On travels with or without the President, at home or abroad, Pat Nixon acted as ambassador, informant, and aide. She reported the information she learned during her trips, providing the President with access to the American public he would not otherwise have had. She also geared such trips to focus attention on the President's programs, whether it was energy conservation, law enforcement, or federally protected parks. 

Despite her efforts and her concern for the American people, Pat Nixon was not well-received by the press or the public. Her goal of promoting volunteerism seemed too nebulous and too ineffectual at a time when Americans suffered from worsening economic deprivation and the constant strain of the Vietnam War. And when Vietnam subsided, Watergate seemed to replace it both in the press and in the coverage of Pat Nixon. She vigorously protested her husband's innocence, even as she resented the release of their tax returns. Once the existence of the tapes was disclosed—a revelation even to the First Lady—Pat expressed her belief that they should have been destroyed while still private property.

Pat Nixon supported her husband throughout the Watergate scandal and his subsequent resignation. Such backing is remarkable given the stress and strain of a tenure that was marred by Pat's dislike of a political life, a West Wing that tried to control her schedule, her actions, and her appearances, and a widening personal gulf between her and the President. Indeed, by the time Pat Nixon entered the White House, she and her husband barely communicated, except by memo or through presidential aides; it seemed to take an official White House event to bring them together. Richard Nixon seemed to ignore everything and everyone—including his wife, whose counsel he did not seek and whose comfort he apparently did not require. As President of the United States, he had aides who performed those functions, should he need them.
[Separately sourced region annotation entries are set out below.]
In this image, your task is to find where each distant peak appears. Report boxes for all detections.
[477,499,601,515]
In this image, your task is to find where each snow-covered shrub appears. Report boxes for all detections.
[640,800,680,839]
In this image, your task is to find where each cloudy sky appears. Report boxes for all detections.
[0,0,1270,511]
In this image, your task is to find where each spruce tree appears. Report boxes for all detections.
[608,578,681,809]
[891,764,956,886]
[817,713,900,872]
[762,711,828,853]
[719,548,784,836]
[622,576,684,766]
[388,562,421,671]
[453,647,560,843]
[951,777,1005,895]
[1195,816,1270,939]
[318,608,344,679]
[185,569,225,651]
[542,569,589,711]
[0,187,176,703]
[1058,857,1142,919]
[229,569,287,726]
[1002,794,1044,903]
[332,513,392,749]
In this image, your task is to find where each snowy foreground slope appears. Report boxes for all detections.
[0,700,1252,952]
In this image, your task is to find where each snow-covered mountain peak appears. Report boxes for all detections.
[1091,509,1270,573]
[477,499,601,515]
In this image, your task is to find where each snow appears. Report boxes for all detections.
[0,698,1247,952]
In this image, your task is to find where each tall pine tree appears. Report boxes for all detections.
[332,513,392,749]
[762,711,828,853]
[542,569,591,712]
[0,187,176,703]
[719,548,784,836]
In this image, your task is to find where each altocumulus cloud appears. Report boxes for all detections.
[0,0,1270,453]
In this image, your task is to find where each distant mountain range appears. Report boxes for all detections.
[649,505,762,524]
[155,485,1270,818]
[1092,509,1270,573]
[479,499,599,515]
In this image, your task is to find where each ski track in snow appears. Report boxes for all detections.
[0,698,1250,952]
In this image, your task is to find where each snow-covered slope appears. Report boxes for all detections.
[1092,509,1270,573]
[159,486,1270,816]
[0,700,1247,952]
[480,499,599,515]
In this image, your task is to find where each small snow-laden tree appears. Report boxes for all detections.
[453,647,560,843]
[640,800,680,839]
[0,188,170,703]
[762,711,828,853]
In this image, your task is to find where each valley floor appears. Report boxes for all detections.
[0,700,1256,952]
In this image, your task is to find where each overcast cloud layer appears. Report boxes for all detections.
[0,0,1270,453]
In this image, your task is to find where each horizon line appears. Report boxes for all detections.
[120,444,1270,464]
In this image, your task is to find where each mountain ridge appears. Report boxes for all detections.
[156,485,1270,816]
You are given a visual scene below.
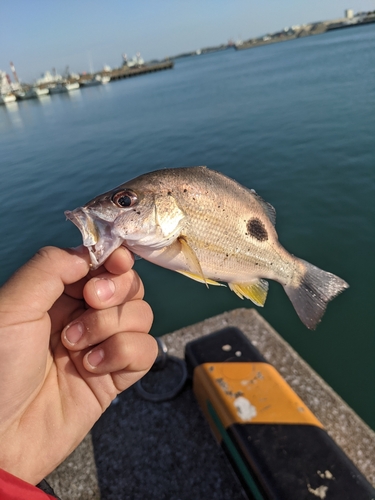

In 1970, Pat Nixon remarked, "I just want to go down in history as the wife of the President." Though she is often remembered for this seemingly benign goal, Pat Nixon's tenure as First Lady should not be overshadowed by or forgotten because of the scandals and failures of her husband's presidency. Such a view neglects her continuation of the White House renovations, where she created the Map Room, renovated the China Room, and acquired hundreds of new objects for the White House collection. It also ignores her commitment to making the White House more available to the people, her dedication to volunteerism, and her success in her trips abroad. 

Though she did not voice her political opinions in public, out of the belief that she should not disagree with the President and his policies before an audience, she kept her own counsel on various issues such as Vietnam, abortion, and the Equal Rights Amendment. Richard Nixon once asserted that to win in the political arena you had to "first pick the right wife. [She] has an enormous impact in bringing the man to the people that the candidate is unable to reach." Pat Nixon was certainly successful in reaching the people, even as she failed to connect with her husband. Far from being plastic and artificial, Thelma "Pat" Ryan Nixon was a genuine First Lady whose tenure, although traditional and conservative in some respects, set precedents that future first ladies would follow.